Despite this display of his connections in politics, Matraimov kept being a central figure in further corruption investigations by Kyrgyz journalists. On May 30, 2019, the Kyrgyz edition of Radio Liberty published its first major investigation about the possible source of wealth of Matraimov.

In the investigation, Radio Liberty journalists claimed that Matraimov earned his wealth while being part of a corruption scheme that allowed a group of Chinese companies led by the secretive Abdukadyr family bring goods into Kyrgyzstan without paying any customs fees. One of the major sources of the investigation, a self-confessed money launderer Aierken Saimaiti who worked for Abdukadyrs, was murdered in Istanbul in November 2019.

Although Matraimov denied any links with the murder of Saimaiti, the next part of the journalism investigation about him, heavily based on interviews with Saimaiti, was published on November 21, 2019, ten days after the assassination of Saimaiti. This time it was a joint investigation by Radio Liberty, OCCRP and Kloop, a Kyrgyz media outlet, and it revealed more details about the corruption schemes at the Kyrgyz customs service.

According to November investigations, Matraimov not only backed illegal activities of the Abdukadyr family business, but got involved in at least one joint real estate project with them: Matraimov's wife Uulkan Turgunova was revealed to be a co-owner of an estate in Dubai together with one of the Abdukadyr family members.
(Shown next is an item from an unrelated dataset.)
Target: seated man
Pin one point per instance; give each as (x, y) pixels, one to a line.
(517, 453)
Neither Matraimov, nor his wife have ever had an official salary that would allow them to invest into such an expensive project.
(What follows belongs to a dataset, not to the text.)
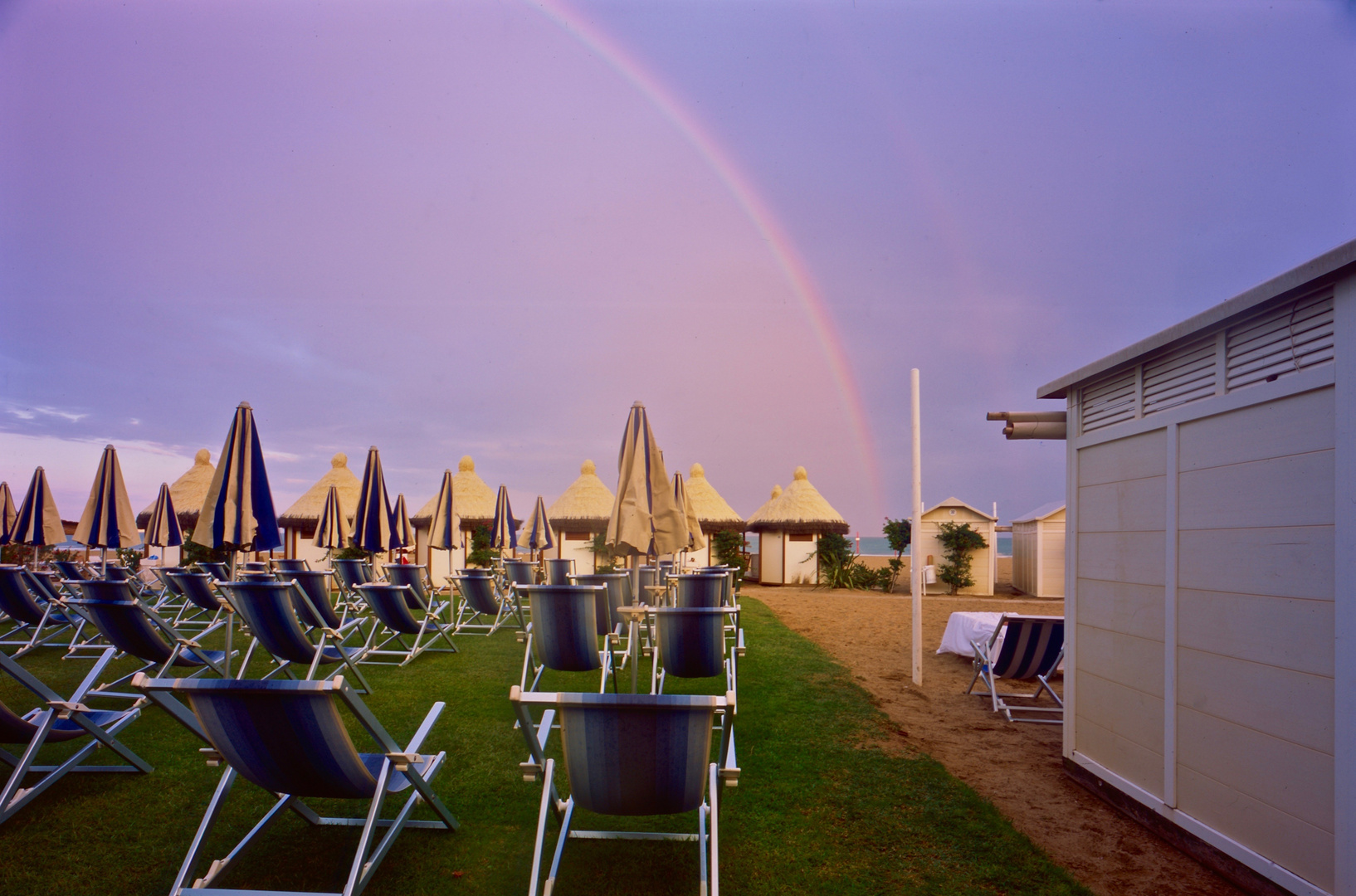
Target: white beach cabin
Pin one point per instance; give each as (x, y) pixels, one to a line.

=== Protests and lawsuit ===
Four days after the November publications, hundreds of people took part in a protest in front of the Kyrgyz government headquarters in Bishkek, demanding from authorities to investigate corruption scheme described in the new part of the journalism investigation. Matraimov and his family kept on denying all the accusations, and in December 2019 they filed a lawsuit against Radio Liberty and Kloop. While Reporters Without Borders named this lawsuit "absurd" and called on a court to dismiss it, this never happened. Matraimov and his family demand more than 700,000 Euros of compensation from media outlets, but there have not been any verdict given yet.

=== Arrest and trial ===
Following the uprising and the change of the government that took place in Kyrgyzstan in October 2020, Matraimov was arrested on October 20, 2020. Kyrgyz National Security Committee (GKNB) claimed that Matraimov was alleged to have made hundreds of millions of dollars from smuggling. After spending just one day in custody, he was released and put under house arrest.
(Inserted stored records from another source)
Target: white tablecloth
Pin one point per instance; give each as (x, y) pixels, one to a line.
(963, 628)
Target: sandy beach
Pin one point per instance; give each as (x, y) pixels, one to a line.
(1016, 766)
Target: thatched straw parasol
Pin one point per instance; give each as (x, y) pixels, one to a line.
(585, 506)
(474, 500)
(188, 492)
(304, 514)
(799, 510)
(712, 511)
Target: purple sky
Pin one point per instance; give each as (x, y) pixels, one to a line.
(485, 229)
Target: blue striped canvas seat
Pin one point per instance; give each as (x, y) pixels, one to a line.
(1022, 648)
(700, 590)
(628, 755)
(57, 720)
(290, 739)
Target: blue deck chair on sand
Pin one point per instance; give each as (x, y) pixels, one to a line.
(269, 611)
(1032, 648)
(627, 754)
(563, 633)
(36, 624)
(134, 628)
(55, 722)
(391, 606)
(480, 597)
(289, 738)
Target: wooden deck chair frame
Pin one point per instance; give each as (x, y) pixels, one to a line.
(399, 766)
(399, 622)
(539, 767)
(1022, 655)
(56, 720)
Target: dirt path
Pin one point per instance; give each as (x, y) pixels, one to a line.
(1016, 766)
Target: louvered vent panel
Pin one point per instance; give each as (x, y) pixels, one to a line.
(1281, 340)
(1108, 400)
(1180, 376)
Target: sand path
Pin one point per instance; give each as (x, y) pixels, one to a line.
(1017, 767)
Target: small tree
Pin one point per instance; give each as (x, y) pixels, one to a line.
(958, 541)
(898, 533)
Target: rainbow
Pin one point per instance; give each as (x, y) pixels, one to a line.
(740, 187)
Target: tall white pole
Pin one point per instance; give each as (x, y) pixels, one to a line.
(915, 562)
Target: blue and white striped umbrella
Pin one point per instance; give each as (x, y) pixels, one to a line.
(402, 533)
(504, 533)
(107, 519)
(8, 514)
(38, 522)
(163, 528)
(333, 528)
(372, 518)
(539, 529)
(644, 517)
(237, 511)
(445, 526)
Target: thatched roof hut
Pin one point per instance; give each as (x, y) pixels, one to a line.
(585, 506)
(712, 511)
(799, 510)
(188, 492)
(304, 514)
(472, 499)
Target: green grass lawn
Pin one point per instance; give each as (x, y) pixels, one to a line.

In February 2021 Matraimov was sentenced to pay a fine of 3000 US Dollars. After public uproar, he was arrested again, and the new case was opened against him.

== Personal life ==
Matraimov is married to Uulkan Turgunova, who appeared in journalism investigations alongside him. After analyzing Turgunova's private social media accounts, Kyrgyz journalists revealed she owned expensive watches and jewelry that she would not be able to afford with her official salary. Author of one of the stories about Turgunova was physically attacked in Bishkek in January 2020, three weeks after he published a story about her wealth. In 2020 Bellingcat and the OCCRP connected Matraimov and Turgunova to properties, including a cottage at Issyk-Kul and a luxury apartment in Dubai. Matraimov and his wife Turgunova, were both sanctioned by the United States Department of State citing corruption.

Tilek Matraimov, another brother of Raimbek, is the head of Kara-Suu district administration.